Schweiz führend bei internationalen Geschäftsleitungen
Länder wie Deutschland oder die USA hatten im Gegensatz zur Schweiz immer einen grossen Heimatmarkt und waren deshalb nicht so stark aufs Ausland angewiesen. Das spiegelt sich in den Chefetagen: In vielen deutschen Unternehmen wird noch immer Deutsch statt Englisch gesprochen. Auch im Nachbarland Frankreich öffnen sich die obersten Abteilungen nur langsam für ausländische Topmanager, der Pass spielt hier immer noch eine grosse Rolle. Fakt ist aber: Angesichts der Globalisierung geht der Trend auch in den Unternehmen in Richtung Internationalisierung.
Da kann es hierzulande sogar von Nachteil sein, einen Schweizer als CEO einzusetzen, wenn das Unternehmen mehrheitlich im Ausland agiert, so Hertig.
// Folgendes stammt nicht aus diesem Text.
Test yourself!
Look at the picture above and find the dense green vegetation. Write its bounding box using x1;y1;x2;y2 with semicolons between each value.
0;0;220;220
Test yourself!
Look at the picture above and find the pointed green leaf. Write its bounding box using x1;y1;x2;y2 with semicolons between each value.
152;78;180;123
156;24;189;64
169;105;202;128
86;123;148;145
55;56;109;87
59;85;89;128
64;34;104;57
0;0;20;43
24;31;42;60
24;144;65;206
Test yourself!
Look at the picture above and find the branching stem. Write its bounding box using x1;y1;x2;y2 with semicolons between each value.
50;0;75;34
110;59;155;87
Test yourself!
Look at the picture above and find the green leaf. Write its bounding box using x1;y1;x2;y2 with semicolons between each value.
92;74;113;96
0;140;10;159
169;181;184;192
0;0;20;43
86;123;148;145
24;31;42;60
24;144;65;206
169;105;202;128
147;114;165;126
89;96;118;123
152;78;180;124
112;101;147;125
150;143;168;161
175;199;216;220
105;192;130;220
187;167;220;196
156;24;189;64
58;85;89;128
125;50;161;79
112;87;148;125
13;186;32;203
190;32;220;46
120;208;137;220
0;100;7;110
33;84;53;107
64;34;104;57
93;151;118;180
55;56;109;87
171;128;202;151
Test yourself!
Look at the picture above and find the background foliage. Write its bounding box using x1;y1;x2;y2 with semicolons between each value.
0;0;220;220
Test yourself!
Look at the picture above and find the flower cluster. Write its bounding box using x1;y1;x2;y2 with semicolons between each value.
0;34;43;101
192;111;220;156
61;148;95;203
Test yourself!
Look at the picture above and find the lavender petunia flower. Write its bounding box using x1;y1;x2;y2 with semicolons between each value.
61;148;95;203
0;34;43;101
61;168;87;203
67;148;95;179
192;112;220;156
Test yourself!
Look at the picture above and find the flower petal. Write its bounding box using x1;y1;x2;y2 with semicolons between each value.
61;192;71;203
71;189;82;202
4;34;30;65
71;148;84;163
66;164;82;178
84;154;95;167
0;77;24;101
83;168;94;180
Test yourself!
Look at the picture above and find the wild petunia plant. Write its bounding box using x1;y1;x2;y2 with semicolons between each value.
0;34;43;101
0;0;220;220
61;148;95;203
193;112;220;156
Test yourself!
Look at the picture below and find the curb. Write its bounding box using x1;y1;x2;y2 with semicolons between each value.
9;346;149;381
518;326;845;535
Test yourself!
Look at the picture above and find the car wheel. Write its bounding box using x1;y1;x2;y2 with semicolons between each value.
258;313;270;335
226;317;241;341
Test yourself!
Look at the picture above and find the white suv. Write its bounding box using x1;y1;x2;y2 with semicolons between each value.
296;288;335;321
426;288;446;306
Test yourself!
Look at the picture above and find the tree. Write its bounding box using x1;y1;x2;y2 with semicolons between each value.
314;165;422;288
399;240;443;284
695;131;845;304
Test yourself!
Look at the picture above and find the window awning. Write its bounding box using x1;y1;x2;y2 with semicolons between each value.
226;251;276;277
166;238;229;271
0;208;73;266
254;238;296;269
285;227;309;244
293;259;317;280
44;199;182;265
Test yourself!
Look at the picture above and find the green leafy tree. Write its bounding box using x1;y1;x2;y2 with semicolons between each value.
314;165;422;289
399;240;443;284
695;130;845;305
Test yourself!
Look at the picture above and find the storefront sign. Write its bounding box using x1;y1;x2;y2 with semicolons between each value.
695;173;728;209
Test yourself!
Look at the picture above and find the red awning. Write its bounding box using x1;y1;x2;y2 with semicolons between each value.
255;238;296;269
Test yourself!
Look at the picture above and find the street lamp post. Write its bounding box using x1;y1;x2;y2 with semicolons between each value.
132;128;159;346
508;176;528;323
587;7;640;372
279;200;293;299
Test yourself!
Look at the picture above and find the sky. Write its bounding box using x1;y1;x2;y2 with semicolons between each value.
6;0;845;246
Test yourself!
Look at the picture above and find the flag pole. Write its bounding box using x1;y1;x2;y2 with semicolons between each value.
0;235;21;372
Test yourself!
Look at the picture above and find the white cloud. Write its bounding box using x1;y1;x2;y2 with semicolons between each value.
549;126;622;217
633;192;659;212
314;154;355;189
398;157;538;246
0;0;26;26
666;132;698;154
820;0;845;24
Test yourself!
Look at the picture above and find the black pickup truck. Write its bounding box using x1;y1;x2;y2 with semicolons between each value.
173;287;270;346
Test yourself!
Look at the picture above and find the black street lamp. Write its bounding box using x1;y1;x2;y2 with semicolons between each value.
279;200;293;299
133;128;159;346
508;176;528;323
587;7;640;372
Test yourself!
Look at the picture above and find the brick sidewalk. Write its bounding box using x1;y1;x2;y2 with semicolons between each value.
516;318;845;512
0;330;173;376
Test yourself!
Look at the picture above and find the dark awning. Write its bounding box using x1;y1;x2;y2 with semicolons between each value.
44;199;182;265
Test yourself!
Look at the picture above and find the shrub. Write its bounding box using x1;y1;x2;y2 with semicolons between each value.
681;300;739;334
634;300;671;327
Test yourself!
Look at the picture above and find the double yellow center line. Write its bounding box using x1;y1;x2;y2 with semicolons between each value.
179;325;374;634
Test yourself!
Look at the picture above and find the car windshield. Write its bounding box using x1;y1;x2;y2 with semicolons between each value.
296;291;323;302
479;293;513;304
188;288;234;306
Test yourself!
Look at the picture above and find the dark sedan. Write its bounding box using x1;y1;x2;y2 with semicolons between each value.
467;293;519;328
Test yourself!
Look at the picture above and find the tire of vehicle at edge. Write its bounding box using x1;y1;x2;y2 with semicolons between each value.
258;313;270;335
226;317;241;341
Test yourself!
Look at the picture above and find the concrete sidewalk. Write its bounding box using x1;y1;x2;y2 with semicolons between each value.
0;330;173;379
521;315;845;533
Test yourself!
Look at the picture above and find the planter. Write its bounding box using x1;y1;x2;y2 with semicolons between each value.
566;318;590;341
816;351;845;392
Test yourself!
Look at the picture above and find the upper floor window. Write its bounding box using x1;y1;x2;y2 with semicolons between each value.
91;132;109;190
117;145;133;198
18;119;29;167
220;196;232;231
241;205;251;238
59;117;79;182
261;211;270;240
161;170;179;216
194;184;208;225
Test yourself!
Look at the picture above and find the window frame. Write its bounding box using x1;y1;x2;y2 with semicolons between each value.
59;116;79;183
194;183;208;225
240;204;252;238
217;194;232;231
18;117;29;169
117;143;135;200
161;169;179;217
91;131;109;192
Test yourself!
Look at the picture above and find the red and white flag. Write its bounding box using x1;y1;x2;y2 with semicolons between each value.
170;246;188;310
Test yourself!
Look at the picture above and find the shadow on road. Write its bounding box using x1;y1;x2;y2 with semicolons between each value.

Denn wichtiger als die Identifikation mit dem Heimatmarkt sei für den Erfolg, dass die Person sich mit den Geschäftsbedingungen und der Kultur in Übersee auskenne.
Verwaltungsräte weit weniger international
Und Hertig sieht sogar eine zu gerine Internationalisierung in der Schweizer Firmenlandschaft – und zwar auf Stufe des Verwaltungsrats. «In vielen Unternehmen ist die Geschäftsleitung internationaler als der Verwaltungsrat.» Da jedoch der Verwaltungsrat die strategische Führung des Unternehmens wahrnehme, müsse auch er sich zunehmend internationalisieren, so Hertig.
Und nach Annahme der Masseneinwanderungsinitiative stehen die Rekrutierer heute unter Druck. Immer häufiger, sagt Hertig, müssten sich ausländischen Kräften erklären, wieso die Schweiz noch immer ein attraktiver Standort für internationale Manager und Unternehmen sei.
Externes Hiring im Trend
Neben der zunehmenden Internationalisierung von Chefetagen sehen Experten auch den Trend hin zu extern besetzten CEO-Positionen als relevant. Dieser Trend zeigt sich auch bei Nestlé - einem Konzern bis heute jahrzehntelang auf interne Kandidaten gesetzt hatte. Die «2015 CEO Success Study» von PWC Strategy& zeigte zudem, dass die Hälfte aller CEOs, die im letzten Jahr in der Schweiz eingesetzt wurden, von aussen kamen - zehn Prozent mehr als im Vorjahr. Im Vergleich wurden in Deutschland nur 16 Prozent der CEO-Posten extern besetzt, weltweit waren es 23 Prozent.
Externe Kandidaten einzustellen habe den Vorteil, dass diese einen frischen Blick mitbrachten, sagt PWC-Sprecherin Claudia Sauter zu Handelszeitung.ch. Ausserdem hätten sie starke Führungsqualitäten und Erfolge bewiesen, agierten unabhängig von etablierten Seilschaften oder Machtzentren und genössen bessere Glaubwürdigkeit im Verwaltungsrat. In der Schweiz stellten laut Sauter vor allem Telekom-, Energie- und Healthcare-Branche öfter externe CEOs ein, während die IT-, Industrie- und die Bankenbranche immer noch stark auf interne Kandidaten setzte.